ANSWER: Based on our model, GSS 2016 was expected to be good from the beginning as suggested by the positive correlations between revenue growths in predicting GSS success. However, none of the firms below met the GSS 2016 baseline, meaning that companies performed poorer than previous years during a GSS.
- The baseline probability is 0.619 which means that the probability for GSS success across the years before 2016 is 61.9%.

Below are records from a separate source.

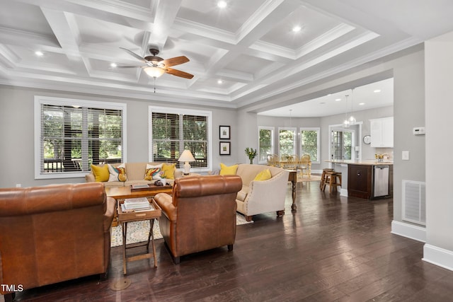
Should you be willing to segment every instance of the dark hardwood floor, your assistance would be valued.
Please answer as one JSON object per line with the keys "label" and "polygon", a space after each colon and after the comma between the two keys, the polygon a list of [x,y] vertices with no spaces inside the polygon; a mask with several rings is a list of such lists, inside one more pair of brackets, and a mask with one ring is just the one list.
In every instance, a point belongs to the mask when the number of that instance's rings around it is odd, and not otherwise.
{"label": "dark hardwood floor", "polygon": [[[327,190],[326,190],[327,191]],[[298,184],[297,211],[253,217],[238,226],[226,247],[181,257],[173,265],[163,239],[152,260],[129,263],[132,284],[110,289],[122,275],[121,248],[112,249],[106,281],[91,277],[18,293],[33,301],[447,301],[453,272],[421,260],[423,243],[390,233],[391,199],[369,202]]]}

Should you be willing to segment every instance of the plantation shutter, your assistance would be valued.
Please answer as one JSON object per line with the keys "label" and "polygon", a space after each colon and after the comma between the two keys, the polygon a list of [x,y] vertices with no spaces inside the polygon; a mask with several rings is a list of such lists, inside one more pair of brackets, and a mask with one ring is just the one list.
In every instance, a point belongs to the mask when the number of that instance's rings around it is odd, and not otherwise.
{"label": "plantation shutter", "polygon": [[[185,149],[190,150],[193,168],[207,168],[208,120],[207,116],[153,112],[153,161],[177,163]],[[180,163],[180,167],[183,163]]]}
{"label": "plantation shutter", "polygon": [[40,173],[122,161],[122,110],[41,104]]}

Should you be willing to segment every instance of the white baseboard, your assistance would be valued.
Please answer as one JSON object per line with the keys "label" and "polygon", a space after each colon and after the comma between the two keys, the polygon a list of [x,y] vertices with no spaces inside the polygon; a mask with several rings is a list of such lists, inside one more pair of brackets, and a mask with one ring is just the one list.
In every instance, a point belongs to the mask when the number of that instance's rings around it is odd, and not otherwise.
{"label": "white baseboard", "polygon": [[426,242],[426,228],[404,222],[391,221],[392,234],[399,235],[417,241]]}
{"label": "white baseboard", "polygon": [[453,252],[425,243],[422,260],[453,271]]}

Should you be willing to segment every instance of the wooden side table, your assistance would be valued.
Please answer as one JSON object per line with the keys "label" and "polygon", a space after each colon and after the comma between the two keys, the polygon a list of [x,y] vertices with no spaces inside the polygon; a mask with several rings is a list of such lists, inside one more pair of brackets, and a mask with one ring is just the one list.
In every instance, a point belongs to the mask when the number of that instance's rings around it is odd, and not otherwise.
{"label": "wooden side table", "polygon": [[[148,200],[149,201],[149,199]],[[154,225],[154,220],[161,216],[162,210],[157,205],[157,204],[156,204],[154,199],[151,199],[150,202],[151,209],[144,211],[123,212],[121,207],[121,204],[124,202],[124,200],[120,200],[117,202],[118,204],[117,209],[118,212],[118,222],[121,224],[121,226],[122,228],[122,270],[124,274],[126,274],[127,273],[127,262],[130,262],[132,261],[141,260],[142,259],[153,257],[154,260],[154,267],[157,267],[157,257],[156,256],[156,246],[154,245],[153,226]],[[142,220],[149,221],[149,235],[148,236],[148,240],[147,241],[136,243],[126,244],[126,237],[127,235],[127,223],[132,221],[139,221]],[[149,252],[150,241],[153,248],[152,252]],[[139,246],[147,247],[147,252],[145,254],[127,257],[126,254],[126,250]]]}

- METRO HOLDINGS LTD has a very low probability (0.0026) of GSS success, indicating a very low expectation of success as its probability of success is significantly lower than the baseline.
- ISETAN (SINGAPORE) LTD and ZHONGMIN BAIHUI RETAIL GROUP have a relatively low probability (0.1424) (0.1325) of GSS success, suggesting a lower expectation compared to the baseline, both of which have a lower GSS success than the baseline.
- Meanwhile, PARKSON RETAIL ASIA LTD has a probability of 0.3565 which is the highest among the companies in the dataset, however it is still considerably below the baseline.